Jim Palmer, for example, pitched 140.333 fewer IP in 1979 than in 1978. The ERA of the worst combined 140.333 IP on the Orioles that year was 3.99 (after adjusting for park effects). With the league ERA of 4.23, that would give a Pythagorean winning pct of .529.

Since the Orioles got 140.333 fewer IP from Palmer that year than the previous year, they had to "replace" him. And we know he was not going way because he pitched over 200 IP the next year. Some of his IP literally had to be replaced. And the "worst" 140.333 IP on the Orioles that year were not really that bad. They had good replacements. But, as can be seen in the table, that was not always true. Jack Morris's replacements in 1989 combined to have a 7.94 ERA, good for a .194 pct. The overall winning pct of the replacements was for all 27 cases .348 (a weighted average based on the missing IP in each case).

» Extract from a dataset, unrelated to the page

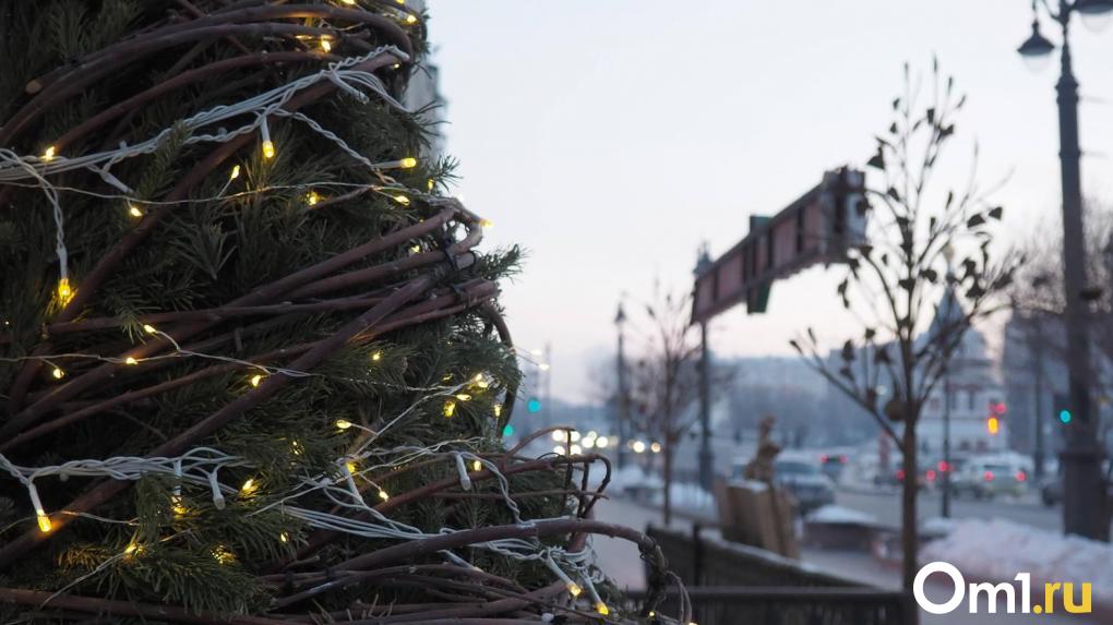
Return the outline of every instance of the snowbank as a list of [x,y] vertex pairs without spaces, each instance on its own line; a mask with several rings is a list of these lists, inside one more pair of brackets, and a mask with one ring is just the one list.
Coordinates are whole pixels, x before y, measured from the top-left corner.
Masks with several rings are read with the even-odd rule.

There are a host of issues associated with this study. I could have used the increase in IP after the year in question for what the replacements would have (or an average of the two). ERA may not be the best way to evaluate the replacements. Sometimes many pitchers were combined to make the replacement and some of them had very low IP totals. Maybe they only pitched on the road or at home, so the park adjustment might not be a good idea. Still another issue is that teams don’t pitch the same number of innings each year. If IP go up, regardless of who is or is not hurt, someone has to pitch them. So maybe in some cases I set the replacement IP too low.

It might also be instructive to see how the worst pitchers on a given team did in the year before the guy in question got hurt. The next table shows the pythagorean pct for the year they were actually hurt and for the year before, covering the same number of IP (with adjustments for strike years being made). I also did not count the pitcher himself in determining the worst ERAs for starters on his team the year before he got hurt, no matter what his ERA was.


For Blyleven in 1981, for example, I looked at the worst 153.666 IP among starters (making an adjustment for the strike year). Once that was adjusted for park effects and the league average was used, their Pythagorean winning pct would have been .346. That is actually worse than in a comparable number of IP in the year when Blyeven was actually hut and had to be replaced. I would expect that the worst batch of starters' IP to have an even higher ERA the next year with Blyleven missing. But it did not work out that way.

Only 9 of the 27 cases actually saw the projected winning pct of the worst starters go down. One example is 1991 for the Angels, when Blyleven missed the whole season and they had to replace the 134 IP they got from him in 1990. The worst 134 starting IP for the Angels in 1991 would get a Pythagorean pct. of .263. The worst 134 IP in 1990 has .366. That is the kind of thing we would expect when a good starter needs to be replaced. Yet this was not the norm.

The overall composite or weighted average of the project percentages was .348 in the year these pitchers were hurt and it was .356 the year before. That seems like a very small difference. This tells us that when a star pitcher goes down, the missing IP are covered by a group of pitchers who perform about as well as the worst pitchers on that team the year before. It makes me wonder if every team is getting a fairly big chunk of its IP from replacement level pitchers each year.

The one other thing to look at would be who actually took over the missing starts and see how they did. In 1967, Nelson Briles came out of the bullpen to make 14 starts in the second half of the season when Cardinal ace Bob Gibson got hurt. Briles went 10-2 with a 1.89 ERA as a starter. He then became a regular in the Cards rotation the next two years and was pretty much a starter (and a good one) for the next 10 years.